Zhang Xiaofeng, Zeng Fanshuo, Gu Chaochen
Shanghai Jiao Tong University, 800 Dongchuan Road, Shanghai, 200240, Shanghai, China.
Central South University, 932 South Lushan Road, Yuelu District, Changsha, 410083, Hunan, China.
Neural Netw. 2025 Apr;184:107059. doi: 10.1016/j.neunet.2024.107059. Epub 2024 Dec 31.

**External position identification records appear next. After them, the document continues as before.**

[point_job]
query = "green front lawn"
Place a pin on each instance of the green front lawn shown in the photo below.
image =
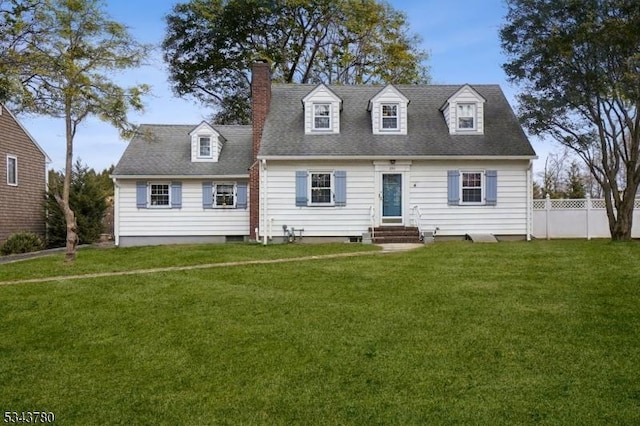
(509, 333)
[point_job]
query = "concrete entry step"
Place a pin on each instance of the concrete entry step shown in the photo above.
(482, 238)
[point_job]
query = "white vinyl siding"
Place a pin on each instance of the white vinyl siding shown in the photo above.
(189, 220)
(328, 221)
(429, 190)
(426, 187)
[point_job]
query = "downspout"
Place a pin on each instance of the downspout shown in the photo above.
(529, 200)
(116, 212)
(263, 201)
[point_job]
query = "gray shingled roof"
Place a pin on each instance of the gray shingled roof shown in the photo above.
(166, 150)
(427, 133)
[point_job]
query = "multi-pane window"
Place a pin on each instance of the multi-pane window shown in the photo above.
(390, 116)
(224, 195)
(321, 188)
(466, 116)
(472, 187)
(204, 148)
(322, 116)
(12, 170)
(159, 194)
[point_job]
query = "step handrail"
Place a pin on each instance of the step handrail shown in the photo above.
(372, 221)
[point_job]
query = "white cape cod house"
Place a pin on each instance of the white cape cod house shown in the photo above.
(332, 163)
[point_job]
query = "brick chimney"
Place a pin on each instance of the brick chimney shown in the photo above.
(260, 100)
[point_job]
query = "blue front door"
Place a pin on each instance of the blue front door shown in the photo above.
(392, 196)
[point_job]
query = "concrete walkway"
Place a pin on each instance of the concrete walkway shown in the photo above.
(386, 249)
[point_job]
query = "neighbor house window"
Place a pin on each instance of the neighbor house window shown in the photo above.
(224, 195)
(159, 195)
(321, 188)
(466, 116)
(321, 116)
(389, 116)
(471, 187)
(12, 170)
(204, 147)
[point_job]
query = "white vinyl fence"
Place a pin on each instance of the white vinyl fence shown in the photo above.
(576, 218)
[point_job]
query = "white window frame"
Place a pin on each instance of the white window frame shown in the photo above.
(234, 194)
(200, 140)
(382, 117)
(315, 115)
(467, 187)
(14, 181)
(331, 187)
(472, 116)
(150, 195)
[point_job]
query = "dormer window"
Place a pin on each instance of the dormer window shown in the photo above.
(204, 147)
(389, 116)
(464, 112)
(388, 112)
(321, 111)
(321, 116)
(466, 116)
(206, 144)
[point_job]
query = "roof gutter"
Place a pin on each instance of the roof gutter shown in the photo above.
(179, 176)
(395, 157)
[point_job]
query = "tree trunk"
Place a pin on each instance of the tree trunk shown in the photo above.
(69, 215)
(620, 226)
(72, 232)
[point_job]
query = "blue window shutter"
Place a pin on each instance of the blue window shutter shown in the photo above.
(301, 188)
(141, 195)
(341, 188)
(176, 195)
(453, 187)
(492, 187)
(241, 201)
(207, 195)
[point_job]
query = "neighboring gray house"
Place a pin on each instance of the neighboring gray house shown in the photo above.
(332, 162)
(23, 179)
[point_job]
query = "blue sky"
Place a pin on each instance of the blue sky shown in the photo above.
(461, 36)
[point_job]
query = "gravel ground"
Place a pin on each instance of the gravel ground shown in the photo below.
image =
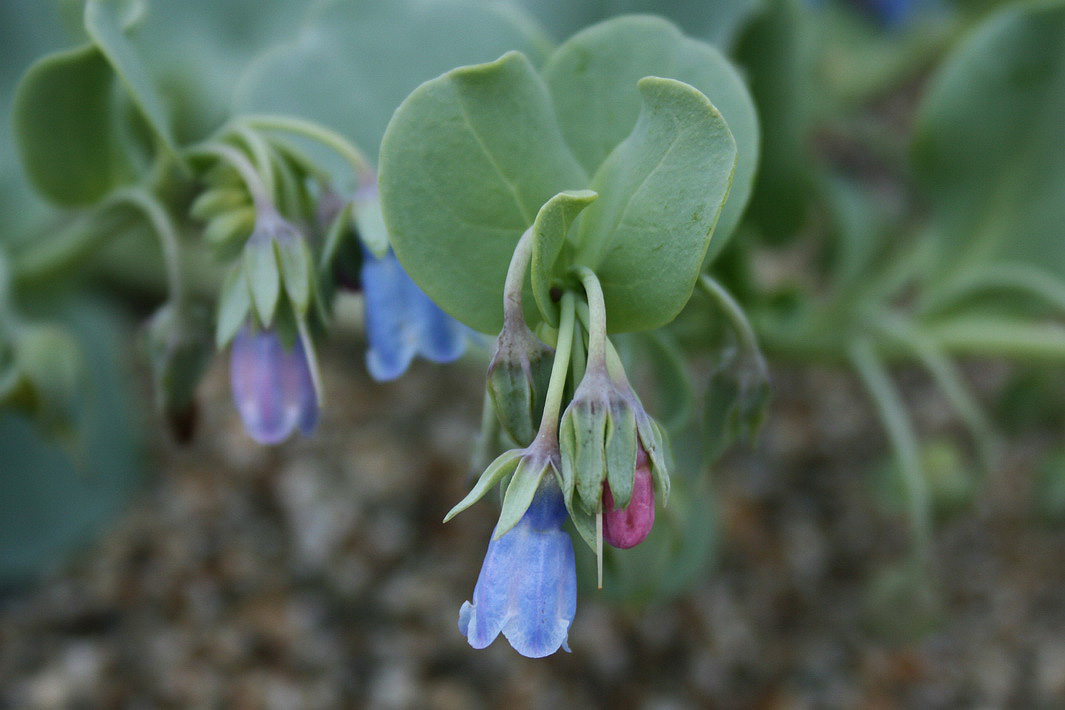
(317, 575)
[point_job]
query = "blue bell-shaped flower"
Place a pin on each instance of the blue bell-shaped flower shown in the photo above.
(403, 322)
(273, 386)
(527, 587)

Recently, the field of multimodal large language models (MLLMs) has grown rapidly, with many Large Vision-Language Models (LVLMs) relying on sequential visual representations. In these models, images are broken down into numerous tokens before being fed into the Large Language Model (LLM) alongside text prompts. However, the opaque nature of these models poses significant challenges to their interpretability, particularly when dealing with complex reasoning tasks. To address this issue, we utilized Grad-CAM to investigate the interaction dynamics between images and text within complex reasoning processes. Our information flow analysis revealed a distinct pattern: it tends to converge in the initial layers and then disperse as it progresses through deeper layers. This pattern suggests that the early stages of processing focus on the interaction between visual and textual elements, while later stages engage in deeper reasoning. We developed Simignore, a novel image token reduction technique based on this insight. Simignore enhances the model's complex reasoning capabilities by calculating the similarity between image and text embeddings, thereby ignoring tokens that are not semantically relevant. Extensive experiments across different MLLM architectures have shown that our approach consistently improves performance in complex reasoning tasks. This work not only contributes to the advancement of MLLM interpretability but also provides a robust framework for future research in this area. The paper's source code can be accessed from https://github.com/FanshuoZeng/Simignore.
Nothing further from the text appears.